Siyonist yayın organlarından Maryo gazetesi, son sayısında Suudi Arabistan ve İsrail ilişkileri hakkında şunları yazdı: İsrail ve Suudi Arabistan arasındaki ortak çıkarlar, Tel Aviv ile Riyad’ı öncekinden daha çok birbirine yaklaştıracaktır. ABD’nin Fars Körfezindeki Arap ülkelerine fazla ilgi göstermemesi ve ABD ile İran arasında nükleer anlaşmanın yakında sağlanması, Riyad ve Tel Aviv’in geçmişten daha çok ikili ilişkilerin geliştirilmesi fikrine sıcak bakmalarına neden olmaktadır. Suudi-İsrail ilişkileri ve ortak çıkarları, ittifak kurma aşamasına bile gelebilir.
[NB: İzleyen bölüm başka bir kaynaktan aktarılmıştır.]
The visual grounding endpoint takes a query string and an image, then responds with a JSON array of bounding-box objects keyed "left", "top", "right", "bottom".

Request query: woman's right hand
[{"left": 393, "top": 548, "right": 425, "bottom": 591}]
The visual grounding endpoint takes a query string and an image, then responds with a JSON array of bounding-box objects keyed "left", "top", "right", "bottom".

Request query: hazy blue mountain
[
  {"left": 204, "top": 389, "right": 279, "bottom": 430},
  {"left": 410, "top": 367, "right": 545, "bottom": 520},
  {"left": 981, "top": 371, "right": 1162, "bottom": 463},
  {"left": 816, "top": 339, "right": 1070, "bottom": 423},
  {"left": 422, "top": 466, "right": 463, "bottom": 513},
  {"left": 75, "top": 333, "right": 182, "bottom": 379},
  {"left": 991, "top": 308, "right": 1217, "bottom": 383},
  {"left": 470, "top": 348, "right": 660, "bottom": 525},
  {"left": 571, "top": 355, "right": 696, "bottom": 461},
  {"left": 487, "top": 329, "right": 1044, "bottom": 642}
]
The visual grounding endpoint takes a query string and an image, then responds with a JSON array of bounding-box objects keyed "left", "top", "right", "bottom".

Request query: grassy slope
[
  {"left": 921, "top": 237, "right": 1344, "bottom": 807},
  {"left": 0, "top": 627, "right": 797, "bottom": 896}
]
Maryo gazetesi, adının açıklanmasını istemeyen üst düzey bir Suudili kaynağa dayanarak şu değerlendirmede bulundu: Fars Körfezindeki Arap ülkeleri, İran tarafından büyük bir ekonomik gücün şekillenmesinden kaygılılar, hali hazırda hepsi nükleer anlaşmayı bekliyor; bu anlaşma, Batılı ve Amerikan şirketlerinin İran’da faaliyet göstermesiyle sonuçlanabilecek bir anlaşma olabilir.
Şu anda Arap ülkeleri, ABD’nin ekonomik olarak kendilerine karşı ilgisiz kalması, Amerikan ekonomisinin ihtiyaç duyulan yakıta dayanarak bu hususta kendi kendine yeterli olma aşamasına gelmesi ve bu ülkenin mevcut enerjiyle yetinmesinin İsrail, Suudi Arabistan ve Fars Körfezindeki diğer Arap ülkeleri için oldukça olumsuz sonuçlar doğurabileceğinden kaygı duymaktalar.
Suudili üst düzey kaynak, şöyle devam ediyor: İsrail, Suudi Arabistan ve Körfezdeki diğer Arap ülkeleri arasında deniz suyunun arıtılması hususunda bulunan ortak çıkarlar, keza İsrail ile birlikte bu Arap ülkelerinin İran’ın nükleer programına karşı aynı kaderi paylaşmaları, İsrail’in kendisini geçmiştekinden daha iyi bir durumda hissetmesine neden olacaktır.
Siyonist gazete, Suudi-İsrail ilişkilerinin gelişmesinin nedenleri hakkında şöyle diyor: İsrail’in deniz suyunun arıtılmasına ilişkin teknolojideki yüksek kabiliyeti bizzat Tel Aviv ve Riyad arasındaki ilişkilerin gelişmesi ve derinleşmesine neden olmuştur.
İsrailli üst düzey bir yetkili, adı geçen Siyonist gazeteye şu açıklamayı yaptı: İsrail hali hazırda deniz suyunun arıtılmasına ilişkin yüksek teknolojisine Suudileri ortak yapma kararını almış bulunuyor, bu yüzden Suudi-İsrail ilişkileri Fars Körfezindeki diğer Arap ülkeleriyle de benzer ilişkilerin kurulması için bir başlangıç olabilir ve bu mesele, İsrail’in dış politikasının bir başarısı olarak sayılabilir.
Aynı gazete, verdiği raporun sonunda, ‘söz konusu ilişkilerin Fars Körfezindeki Arap ülkelerle ekonomik bir uzlaşmanın temelini sağlayabileceğini’ yazdı.